Ouvrir le capital des laboratoires d'analyses
Dans un contexte de réforme de la biologie (durcissement des normes, baisse du tarif de nombreux actes) et de concentration des laboratoires, les inspecteurs de l'IGF pointent l'arrivée en France d'investisseurs étrangers qui "peuvent contourner la réglementation française et acquérir indirectement la majorité du capital" de ces entreprises dirigées par des pharmaciens biologistes. En conséquence, ils plaident pour "un allégement des contraintes sur le capital" existantes et notamment la fin de la restriction au nombre de structures dans lesquelles un professionnel de santé peut investir. Cette ouverture du capital, sans danger pour la santé publique, pourrait concerner de nombreuses autres professions réglementées, à condition que "les règles déontologiques" soient "renforcées".

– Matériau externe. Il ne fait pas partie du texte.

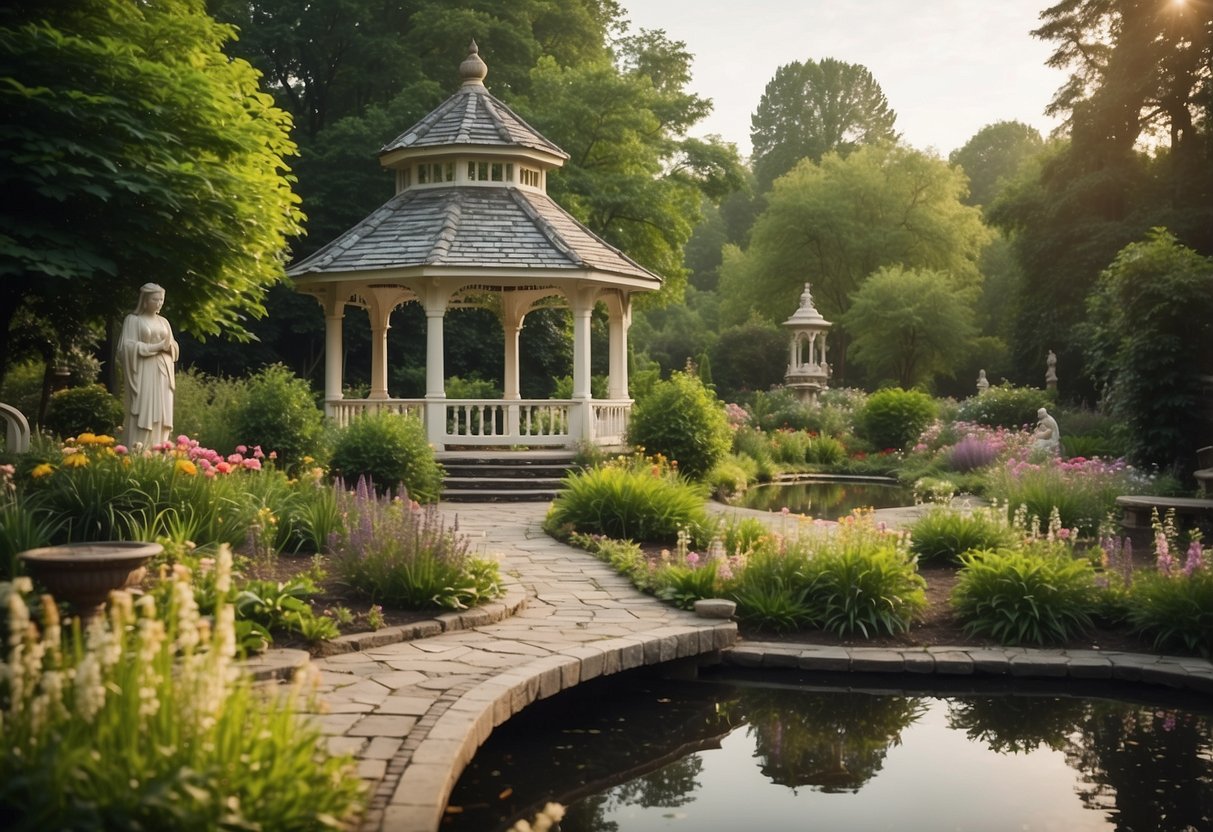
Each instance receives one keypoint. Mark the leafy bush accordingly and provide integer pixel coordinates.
(628, 500)
(1019, 597)
(77, 735)
(392, 451)
(1004, 405)
(203, 408)
(83, 409)
(944, 534)
(278, 412)
(825, 450)
(398, 553)
(683, 421)
(894, 417)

Abolir le monopole sur le transport des malades
Alors que le nombre de faillites augmente depuis deux ans dans un secteur qui compte 5.800 entreprises, l'IGF s'attaque aux 14.000 véhicules sanitaires légers (VSL), aujourd'hui seulement concurrencés par les taxis : "Si le transport allongé ou assis d'un patient en ambulance exige des compétences particulières, aucun motif d'intérêt général ne justifie que [le transport de patients dont l'état de santé n'exige pas de soins particuliers] soit réservé aux [VSL] et aux taxis. [Il] pourrait être confié à d'autres acteurs."
Supprimer la plupart des numerus clausus
L'arrivée massive en France de diplômés formés en Belgique, Espagne ou Roumanie a déjà fait exploser en partie les numerus clausus qui restreignent l'accès à certaines professions de santé. Selon l'IGF, il faut tout simplement "supprimer" ces "barrières à l'entrée" pour "accroître l'offre domestique de formation à certains métiers". La mesure concernerait les pharmaciens, dentistes, infirmiers, kinés, mais pas les médecins.
Meilleure information sur les prix vétérinaires
Le rapport pointe un conflit d'intérêts préjudiciable pour les consommateurs : les professionnels de la santé animale ont à la fois le droit de prescrire les médicaments et de les vendre. D'où "une marge élevée et homogène, proche de 40%", épinglée par la DGCCRF sur les produits vétérinaires (ceux pour animaux domestiques notamment), et des soupçons : "actes vétérinaires sous-tarifés et compensés par des prix excessifs sur les médicaments", "mauvais fonctionnement du marché, voire parfois entente anti-concurrentielle". Solution préconisée par l'IGF? "Séparer clairement actes du vétérinaire et vente de médicaments" avec publication des tarifs sur Internet pour plus de transparence.